A criação de um “corredor ecológico” na Corujeira, que quer levar um futuro mais verde a Campanhã, passará sobretudo pelos bairros da freguesia e será um teste para “novos modelos de desenvolvimento urbano por meio de inovações no espaço público”.

A questão da mobilidade é também visada no plano de Moreira. Não poderia ser de outra forma “num território marcado por uma orografia bastante irregular e acidentada e por importantes barreiras físicas, marcadas pelas infra-estruturas ferroviárias”. O próprio vale de Campanhã, a VCI, a estrada da Circunvalação. A história de Campanhã é a de um território historicamente ferido. Para promover uma “maior acessibilidade local e a mobilidade sustentável”, haverá um eixo entre as zonas de Costa Cabral e São Roque da Lameira, as áreas de Contumil e Currais e ainda no núcleo rural de Vila Cova. Para os antigos terrenos do parque de recolha dos STCP e da antiga fábrica “A Invencível” está previsto um novo pólo multifuncional, com habitação, comércio e serviços.

Para além da reabilitação física do edificado e do espaço público, serão “desenvolvidos e promovidos um conjunto de eventos culturais e de animação do espaço público e do comércio local”, sobretudo nas zonas da Corujeira, Contumil e Cerco. E ainda “medidas de prevenção do desenvolvimento de comportamentos desviantes e da marginalidade”, criando “áreas da prevenção primária e secundária, educação, segurança, cultura, desporto e lazer”, sobretudo nos bairros sociais.

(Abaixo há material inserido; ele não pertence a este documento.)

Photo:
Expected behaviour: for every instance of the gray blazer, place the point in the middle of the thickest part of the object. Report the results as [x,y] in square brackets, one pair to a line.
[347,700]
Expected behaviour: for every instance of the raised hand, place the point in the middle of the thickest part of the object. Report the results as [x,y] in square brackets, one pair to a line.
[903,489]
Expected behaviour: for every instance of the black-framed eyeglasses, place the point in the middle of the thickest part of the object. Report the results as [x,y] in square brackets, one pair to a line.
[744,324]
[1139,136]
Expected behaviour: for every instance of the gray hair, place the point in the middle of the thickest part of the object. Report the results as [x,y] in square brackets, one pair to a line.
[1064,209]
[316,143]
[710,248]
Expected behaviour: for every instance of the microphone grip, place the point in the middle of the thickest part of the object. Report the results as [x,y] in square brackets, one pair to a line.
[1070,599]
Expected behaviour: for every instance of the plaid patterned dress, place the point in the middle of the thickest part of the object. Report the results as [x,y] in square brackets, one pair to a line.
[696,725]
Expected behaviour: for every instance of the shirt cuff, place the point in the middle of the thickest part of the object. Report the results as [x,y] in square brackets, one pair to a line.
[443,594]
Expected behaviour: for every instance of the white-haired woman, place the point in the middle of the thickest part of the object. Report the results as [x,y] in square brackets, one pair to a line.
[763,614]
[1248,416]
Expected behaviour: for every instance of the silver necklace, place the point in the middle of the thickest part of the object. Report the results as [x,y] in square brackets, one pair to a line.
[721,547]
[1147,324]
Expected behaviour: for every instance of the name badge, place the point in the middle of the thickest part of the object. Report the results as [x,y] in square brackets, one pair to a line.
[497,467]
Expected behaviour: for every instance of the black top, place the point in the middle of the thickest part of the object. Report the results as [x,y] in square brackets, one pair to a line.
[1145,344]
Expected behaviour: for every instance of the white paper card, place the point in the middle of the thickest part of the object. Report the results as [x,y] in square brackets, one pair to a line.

Por último, um “laboratório vivo para a descarbonização”. O objectivo, como o nome faz adivinhar, é aumentar a eficiência e reduzir o consumo de energia, testando soluções tecnológicas e promovendo experiências com os cidadãos em espaço urbano. As intervenções serão nas áreas dos “transportes e mobilidade, de eficiência energética em edifícios, de serviços ambientais inovadores e de promoção da economia circular”. E voltando ao conceito de laboratório: se o teste ambiental correr bem na zona oriental, Campanhã poderá servir de exemplo à restante cidade.